では、マンガのほうはどんなふうに始まったのか。『ちびまる子ちゃん』第1巻をめくってみると、話のその1は学校帰りの道に変なモノを売る人がいる「おっちゃんのまほうカード」だった。1965年生まれである作者の子ども時代をモデルにして、小学校3年女子の日常を描いた国民的人気マンガは、そうしてスタートした。
今読み直してみて興味深いのは、第1巻その2「宿題をためたまる子ちゃん」だ。夏休みの終わりにまる子は友だちや家族の手を借りて、ためていた宿題をなんとかかんとかやっつける。そんなまる子に周囲がツッコミを入れつつ進むドタバタ劇に、大人に成長した作者なのか天の声なのか、さらに上の目線からツッコミを入れる文章が挿入され(アニメ版ならキートン山田のナレーションで表現される部分)、笑いをとる作りになっていた。
一方、さくらももこの『ちびまる子ちゃん』に次ぐ代表作といえば、メルヘンの国に不思議な生き物たちが暮らしている『コジコジ』だ。このマンガの第1巻第1話「コジコジはコジコジ」は、主人公の宇宙生命体コジコジが、学校でちっとも勉強しないことがネタになっていた。先生に注意されても「えっ 悪いの? 遊んで食べて寝てちゃダメ?」と真顔で返す。そして、将来なにになりたいか問われると、「コジコジだよ コジコジは生まれた時からずーっと将来もコジコジはコジコジだよ」と、なにやら哲学的に深そうな答えをして先生を沈黙させ、同級生を感動させる。

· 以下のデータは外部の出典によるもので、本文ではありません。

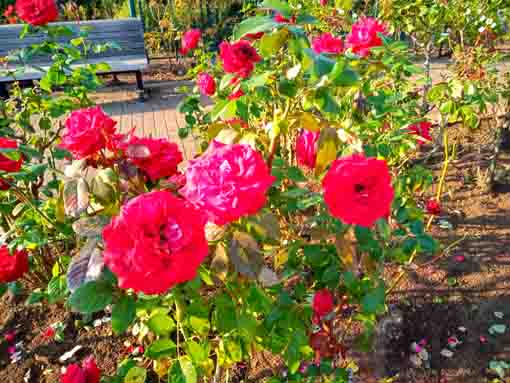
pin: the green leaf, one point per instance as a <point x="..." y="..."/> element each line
<point x="279" y="6"/>
<point x="91" y="297"/>
<point x="123" y="313"/>
<point x="161" y="324"/>
<point x="342" y="75"/>
<point x="136" y="375"/>
<point x="188" y="370"/>
<point x="3" y="289"/>
<point x="373" y="302"/>
<point x="224" y="110"/>
<point x="199" y="353"/>
<point x="176" y="375"/>
<point x="162" y="348"/>
<point x="254" y="25"/>
<point x="271" y="43"/>
<point x="57" y="289"/>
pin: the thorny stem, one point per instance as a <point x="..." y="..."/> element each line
<point x="429" y="223"/>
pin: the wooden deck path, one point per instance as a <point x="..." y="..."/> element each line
<point x="156" y="117"/>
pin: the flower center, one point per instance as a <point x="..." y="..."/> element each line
<point x="172" y="235"/>
<point x="359" y="188"/>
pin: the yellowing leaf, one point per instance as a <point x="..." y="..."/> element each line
<point x="227" y="136"/>
<point x="327" y="149"/>
<point x="309" y="122"/>
<point x="281" y="258"/>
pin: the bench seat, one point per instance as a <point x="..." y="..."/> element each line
<point x="126" y="33"/>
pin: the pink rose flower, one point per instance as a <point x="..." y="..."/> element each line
<point x="158" y="158"/>
<point x="227" y="182"/>
<point x="323" y="302"/>
<point x="7" y="164"/>
<point x="37" y="12"/>
<point x="306" y="148"/>
<point x="239" y="58"/>
<point x="87" y="373"/>
<point x="433" y="207"/>
<point x="364" y="36"/>
<point x="279" y="18"/>
<point x="254" y="36"/>
<point x="87" y="132"/>
<point x="327" y="43"/>
<point x="12" y="266"/>
<point x="206" y="84"/>
<point x="358" y="190"/>
<point x="236" y="94"/>
<point x="156" y="242"/>
<point x="422" y="130"/>
<point x="49" y="333"/>
<point x="9" y="10"/>
<point x="190" y="41"/>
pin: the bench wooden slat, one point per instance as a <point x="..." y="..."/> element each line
<point x="126" y="33"/>
<point x="117" y="64"/>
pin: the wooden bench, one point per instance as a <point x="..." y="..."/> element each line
<point x="126" y="33"/>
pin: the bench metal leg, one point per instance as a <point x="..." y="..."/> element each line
<point x="140" y="86"/>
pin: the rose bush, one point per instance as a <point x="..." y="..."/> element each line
<point x="274" y="234"/>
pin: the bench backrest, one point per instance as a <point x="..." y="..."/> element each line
<point x="126" y="33"/>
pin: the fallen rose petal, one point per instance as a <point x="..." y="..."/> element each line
<point x="10" y="336"/>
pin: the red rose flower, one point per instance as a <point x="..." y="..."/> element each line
<point x="74" y="374"/>
<point x="9" y="10"/>
<point x="178" y="179"/>
<point x="364" y="35"/>
<point x="323" y="302"/>
<point x="37" y="12"/>
<point x="87" y="132"/>
<point x="239" y="58"/>
<point x="49" y="333"/>
<point x="237" y="122"/>
<point x="358" y="190"/>
<point x="91" y="370"/>
<point x="422" y="130"/>
<point x="279" y="18"/>
<point x="236" y="94"/>
<point x="12" y="266"/>
<point x="156" y="242"/>
<point x="159" y="157"/>
<point x="87" y="373"/>
<point x="254" y="36"/>
<point x="7" y="164"/>
<point x="327" y="43"/>
<point x="306" y="148"/>
<point x="206" y="84"/>
<point x="227" y="182"/>
<point x="433" y="207"/>
<point x="190" y="41"/>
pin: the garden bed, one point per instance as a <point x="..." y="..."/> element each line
<point x="455" y="295"/>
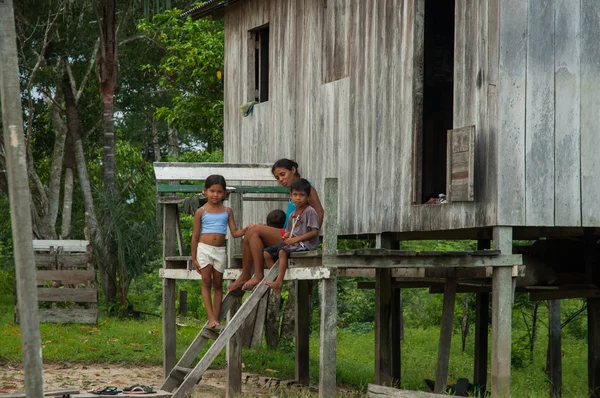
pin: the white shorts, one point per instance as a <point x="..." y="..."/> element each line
<point x="211" y="255"/>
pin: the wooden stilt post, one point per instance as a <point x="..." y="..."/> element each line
<point x="234" y="358"/>
<point x="502" y="294"/>
<point x="441" y="373"/>
<point x="482" y="318"/>
<point x="383" y="319"/>
<point x="302" y="330"/>
<point x="170" y="247"/>
<point x="594" y="347"/>
<point x="554" y="348"/>
<point x="383" y="327"/>
<point x="328" y="295"/>
<point x="20" y="197"/>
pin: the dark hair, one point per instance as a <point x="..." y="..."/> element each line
<point x="276" y="219"/>
<point x="285" y="164"/>
<point x="301" y="185"/>
<point x="215" y="179"/>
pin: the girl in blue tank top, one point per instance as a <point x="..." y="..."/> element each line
<point x="209" y="256"/>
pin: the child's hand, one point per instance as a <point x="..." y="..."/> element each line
<point x="196" y="265"/>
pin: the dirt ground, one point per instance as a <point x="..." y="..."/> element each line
<point x="86" y="377"/>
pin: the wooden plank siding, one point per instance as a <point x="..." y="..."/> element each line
<point x="345" y="100"/>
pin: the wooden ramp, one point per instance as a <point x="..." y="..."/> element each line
<point x="182" y="377"/>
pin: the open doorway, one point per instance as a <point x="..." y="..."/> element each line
<point x="438" y="96"/>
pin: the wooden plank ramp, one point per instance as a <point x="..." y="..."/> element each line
<point x="182" y="377"/>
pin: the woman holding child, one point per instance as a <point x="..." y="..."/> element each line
<point x="258" y="237"/>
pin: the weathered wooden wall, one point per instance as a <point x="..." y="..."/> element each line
<point x="345" y="101"/>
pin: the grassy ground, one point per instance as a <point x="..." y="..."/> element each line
<point x="139" y="342"/>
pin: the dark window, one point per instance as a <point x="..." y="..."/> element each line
<point x="260" y="37"/>
<point x="438" y="93"/>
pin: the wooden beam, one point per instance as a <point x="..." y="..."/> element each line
<point x="302" y="331"/>
<point x="502" y="294"/>
<point x="554" y="349"/>
<point x="234" y="357"/>
<point x="327" y="353"/>
<point x="441" y="373"/>
<point x="593" y="305"/>
<point x="199" y="171"/>
<point x="482" y="317"/>
<point x="383" y="327"/>
<point x="376" y="391"/>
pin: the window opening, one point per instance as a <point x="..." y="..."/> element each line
<point x="438" y="96"/>
<point x="261" y="64"/>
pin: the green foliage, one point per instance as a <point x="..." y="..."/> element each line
<point x="191" y="67"/>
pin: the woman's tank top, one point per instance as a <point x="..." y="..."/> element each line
<point x="215" y="223"/>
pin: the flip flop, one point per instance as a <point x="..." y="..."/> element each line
<point x="139" y="389"/>
<point x="108" y="390"/>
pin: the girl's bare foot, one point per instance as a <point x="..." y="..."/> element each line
<point x="276" y="286"/>
<point x="251" y="283"/>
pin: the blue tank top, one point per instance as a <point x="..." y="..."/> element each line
<point x="215" y="223"/>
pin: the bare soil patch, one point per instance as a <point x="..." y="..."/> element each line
<point x="86" y="377"/>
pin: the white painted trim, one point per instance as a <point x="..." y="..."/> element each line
<point x="66" y="245"/>
<point x="199" y="171"/>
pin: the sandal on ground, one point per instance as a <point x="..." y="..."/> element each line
<point x="108" y="390"/>
<point x="139" y="389"/>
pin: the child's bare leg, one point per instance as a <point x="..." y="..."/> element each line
<point x="246" y="263"/>
<point x="218" y="292"/>
<point x="277" y="285"/>
<point x="269" y="260"/>
<point x="206" y="273"/>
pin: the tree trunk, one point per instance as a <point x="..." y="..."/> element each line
<point x="288" y="323"/>
<point x="65" y="232"/>
<point x="108" y="83"/>
<point x="173" y="137"/>
<point x="272" y="320"/>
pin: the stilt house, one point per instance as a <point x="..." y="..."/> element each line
<point x="492" y="103"/>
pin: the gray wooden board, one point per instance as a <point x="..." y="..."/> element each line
<point x="539" y="123"/>
<point x="375" y="391"/>
<point x="567" y="174"/>
<point x="511" y="113"/>
<point x="232" y="327"/>
<point x="590" y="98"/>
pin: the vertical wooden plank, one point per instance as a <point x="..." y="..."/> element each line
<point x="590" y="98"/>
<point x="302" y="331"/>
<point x="501" y="316"/>
<point x="593" y="305"/>
<point x="567" y="189"/>
<point x="234" y="246"/>
<point x="169" y="329"/>
<point x="539" y="123"/>
<point x="511" y="112"/>
<point x="482" y="317"/>
<point x="554" y="348"/>
<point x="234" y="357"/>
<point x="441" y="373"/>
<point x="330" y="223"/>
<point x="383" y="327"/>
<point x="327" y="353"/>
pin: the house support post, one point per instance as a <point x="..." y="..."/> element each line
<point x="170" y="246"/>
<point x="502" y="295"/>
<point x="441" y="373"/>
<point x="482" y="317"/>
<point x="554" y="349"/>
<point x="234" y="357"/>
<point x="328" y="295"/>
<point x="302" y="330"/>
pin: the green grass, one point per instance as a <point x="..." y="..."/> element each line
<point x="139" y="342"/>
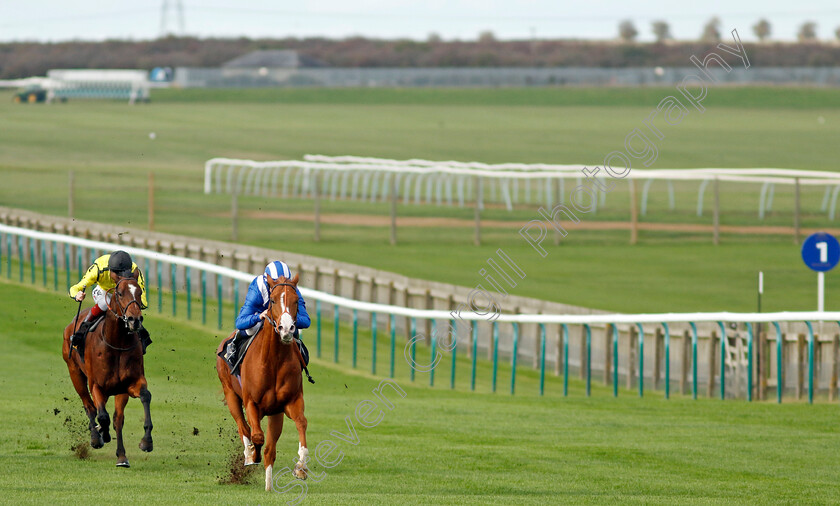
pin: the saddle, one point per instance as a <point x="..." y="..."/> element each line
<point x="235" y="360"/>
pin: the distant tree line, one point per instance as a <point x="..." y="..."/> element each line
<point x="807" y="33"/>
<point x="24" y="59"/>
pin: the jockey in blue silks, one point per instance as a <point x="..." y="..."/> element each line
<point x="255" y="309"/>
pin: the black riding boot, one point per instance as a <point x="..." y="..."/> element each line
<point x="145" y="339"/>
<point x="77" y="340"/>
<point x="232" y="349"/>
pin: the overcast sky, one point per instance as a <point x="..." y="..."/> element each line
<point x="54" y="20"/>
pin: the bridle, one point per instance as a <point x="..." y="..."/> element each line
<point x="274" y="324"/>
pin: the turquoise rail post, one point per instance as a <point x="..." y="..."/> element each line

普通の日常を生きるまる子の場合、勉強をしないのは悪いことだという意識がある。先生に注意されたくないだけでなく、同級生に笑われたくないという見栄もあるから、ズルをして夏休みの宿題を完成させるなど、なにかととりつくろおうとする。まる子には、自分を本当の自分以上に見せようと背伸びするところがあるのだ。それに対し、メルヘンの国にいるコジコジは、周囲の空気を読もうとしない。他人の目を気にせず、自分の思うままに行動する。そのズレぐあいが、笑いを呼ぶ。